Les pouvoirs publics lancent de ce fait un grand chantier de réforme du secteur industriel. A commencer par la restructuration des entreprises publiques budgétivores, exposant le Trésor public déficitaire à un risque important et le pays à la dégradation des indices macro et micro-économiques. L’aide financière de l’Etat n’a pas suffit à les sauver de leur naufrage. Ce qu’a déploré le Premier ministre et ministre des Finances, mettant en avant les efforts «infructueux de l’Etat pour les protéger de la faillite». «La contribution de l’Etat à l’assainissement des entreprises publiques en difficulté a dépassé à ce jour 2.900 milliards», a-t-il indiqué. Un lourd fardeau supporté par le Trésor public qui est aujourd’hui incapable d’intervenir en faveur de ces entreprises qui provoquent des distorsions économiques. Un nouveau mode de gouvernance s’impose pour redresser ces entreprises qui peinent, malgré les efforts de l’Etat à se mettre sur orbite du développement économique du pays.

Feu vert pour l’ouverture des capitaux de banques publiques
«Le Gouvernement œuvrera à garantir d’autres outils pour le financement des entreprises publiques, en vue d’alléger la charge sur le Trésor public», a indiqué le chef de l’Exécutif, réitérant ainsi la volonté de l’Etat de mettre un terme à la corruption et la bureaucratie associée pour plus d’efficacité et de l’innovation.
Les banques publiques sont aussi concernées par ce constat et cette réforme. Elles sont une grande source de perte pour l’Etat. La solution adéquate est d’ouvrir des capitaux de banques publiques. «L’ouverture des capitaux de banques publiques à l’entame de l’année 2022», a annoncé Benabderrahmane, ajoutant que «le capital de certaines entreprises publiques sera ouvert via la Bourse en vue d’améliorer les mécanismes de gestion de la Bourse d’Alger et lui conférer un rôle important». Le but est de renforcer les marchés financiers intérieurs pour encourager l’investissement local, générer de la valeur ajoutée afin de couvrir les déficits publics.
Cette autodétermination ne signifie pas, par ailleurs, que l’Etat va les abandonner, bien au contraire, il est disposé à «relancer les entreprises publiques qui connaissent une stagnation en s’appuyant sur des partenariats fructueux», a-t-il indiqué, tout en surveillant de près leur mode de gestion à travers «la soumission des gestionnaires à une évaluation périodique, semestrielle et annuelle pour évaluer l’efficacité du processus de gestion», a souligné le Premier ministre. Son souci est de stimuler la compétitivité.

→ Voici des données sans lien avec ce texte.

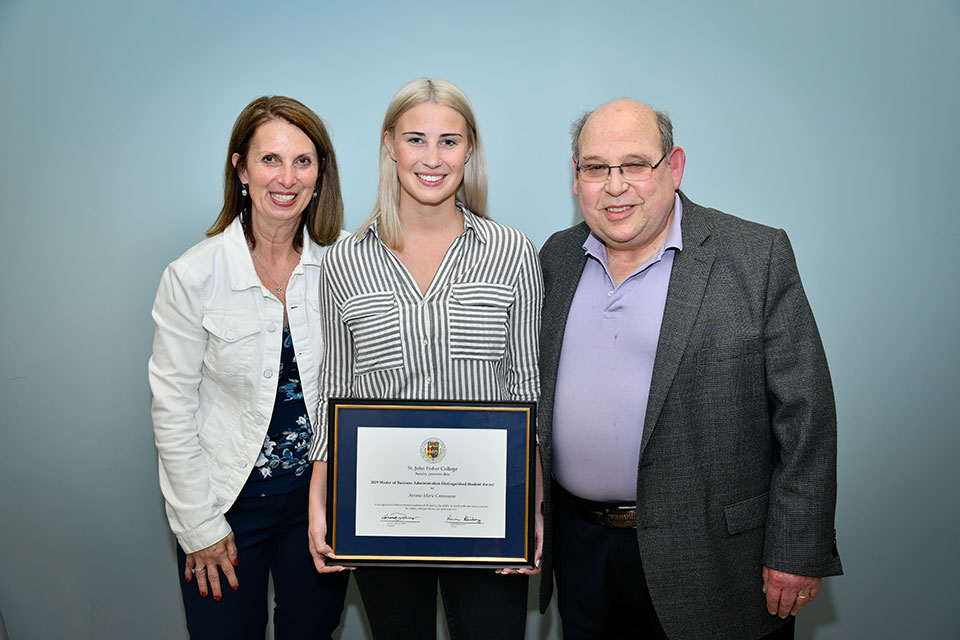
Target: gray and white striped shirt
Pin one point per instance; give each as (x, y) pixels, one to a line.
(472, 336)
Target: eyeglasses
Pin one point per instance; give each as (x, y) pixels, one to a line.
(632, 171)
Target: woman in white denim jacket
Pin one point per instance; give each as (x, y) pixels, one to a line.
(234, 373)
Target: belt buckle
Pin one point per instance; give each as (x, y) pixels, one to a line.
(609, 522)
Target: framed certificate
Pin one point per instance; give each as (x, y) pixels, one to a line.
(431, 483)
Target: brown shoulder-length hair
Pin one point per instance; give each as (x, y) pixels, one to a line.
(323, 217)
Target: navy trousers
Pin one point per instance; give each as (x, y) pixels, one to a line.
(271, 537)
(401, 603)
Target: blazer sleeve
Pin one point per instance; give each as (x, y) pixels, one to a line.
(800, 535)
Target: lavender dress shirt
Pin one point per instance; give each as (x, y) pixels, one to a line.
(603, 379)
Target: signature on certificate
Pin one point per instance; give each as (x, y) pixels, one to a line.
(399, 518)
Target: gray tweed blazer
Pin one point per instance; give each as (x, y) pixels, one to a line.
(738, 456)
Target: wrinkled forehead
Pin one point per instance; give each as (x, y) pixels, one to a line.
(621, 132)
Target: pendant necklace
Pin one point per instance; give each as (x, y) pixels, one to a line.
(270, 275)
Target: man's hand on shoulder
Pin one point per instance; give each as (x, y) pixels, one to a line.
(788, 593)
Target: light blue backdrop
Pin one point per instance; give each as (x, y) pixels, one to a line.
(834, 120)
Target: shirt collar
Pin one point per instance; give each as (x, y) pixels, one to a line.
(470, 221)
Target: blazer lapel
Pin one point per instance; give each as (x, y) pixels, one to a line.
(688, 280)
(561, 280)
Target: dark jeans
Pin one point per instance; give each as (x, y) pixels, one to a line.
(601, 588)
(271, 537)
(401, 603)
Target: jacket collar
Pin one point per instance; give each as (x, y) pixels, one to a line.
(470, 221)
(243, 274)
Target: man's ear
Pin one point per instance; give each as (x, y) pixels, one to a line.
(677, 161)
(576, 177)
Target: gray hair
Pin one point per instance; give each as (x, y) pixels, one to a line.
(663, 123)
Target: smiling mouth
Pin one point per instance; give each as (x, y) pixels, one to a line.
(431, 179)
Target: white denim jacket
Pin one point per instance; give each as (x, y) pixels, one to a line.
(214, 371)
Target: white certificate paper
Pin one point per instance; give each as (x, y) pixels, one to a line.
(431, 482)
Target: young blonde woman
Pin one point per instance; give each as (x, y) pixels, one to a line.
(432, 300)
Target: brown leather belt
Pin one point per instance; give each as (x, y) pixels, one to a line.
(606, 514)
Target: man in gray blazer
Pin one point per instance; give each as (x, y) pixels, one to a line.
(686, 414)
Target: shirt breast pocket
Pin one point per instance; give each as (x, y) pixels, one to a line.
(374, 322)
(233, 341)
(479, 313)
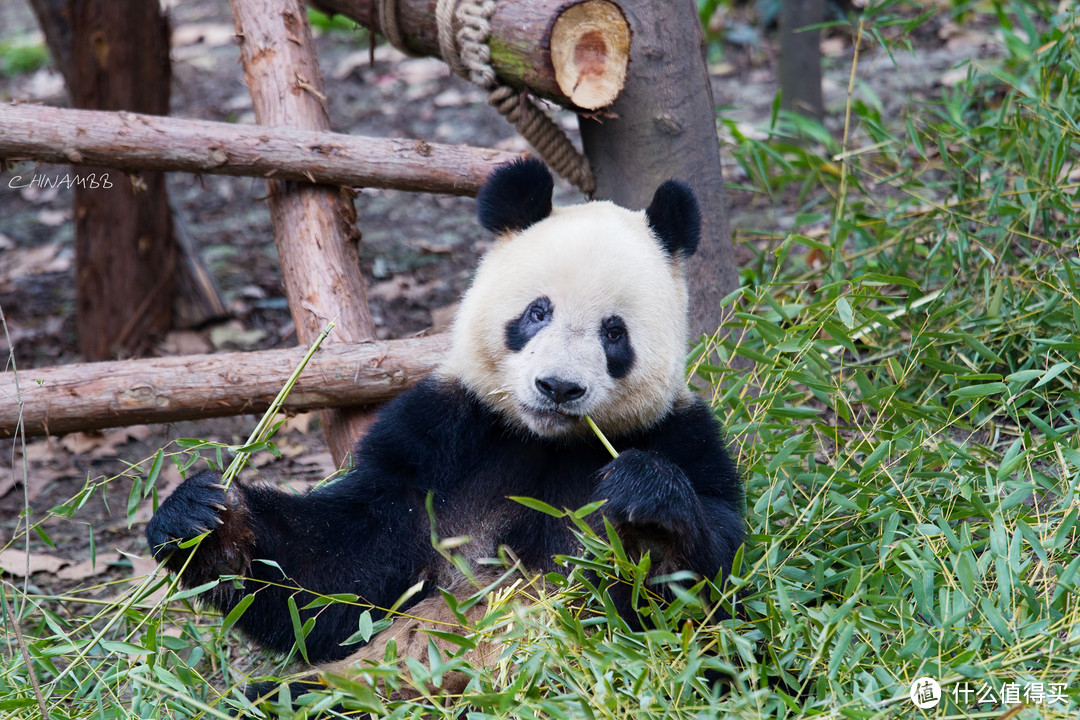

«Œuvrer à réunir les conditions de développement d’une institution sans distinction entre les secteurs public et privé et à l’encourager afin de fournir les besoins du marché national et, par la suite, accéder aux marchés étrangers, en sus de garantir les normes nécessaires de la concurrence du produit national».
En attente d’un impact de cette Conférence, le Gouvernement doit mettre les bouchées doubles. Le chemin est encore long à parcourir pour assainir les finances publiques et instaurer une bonne gouvernance.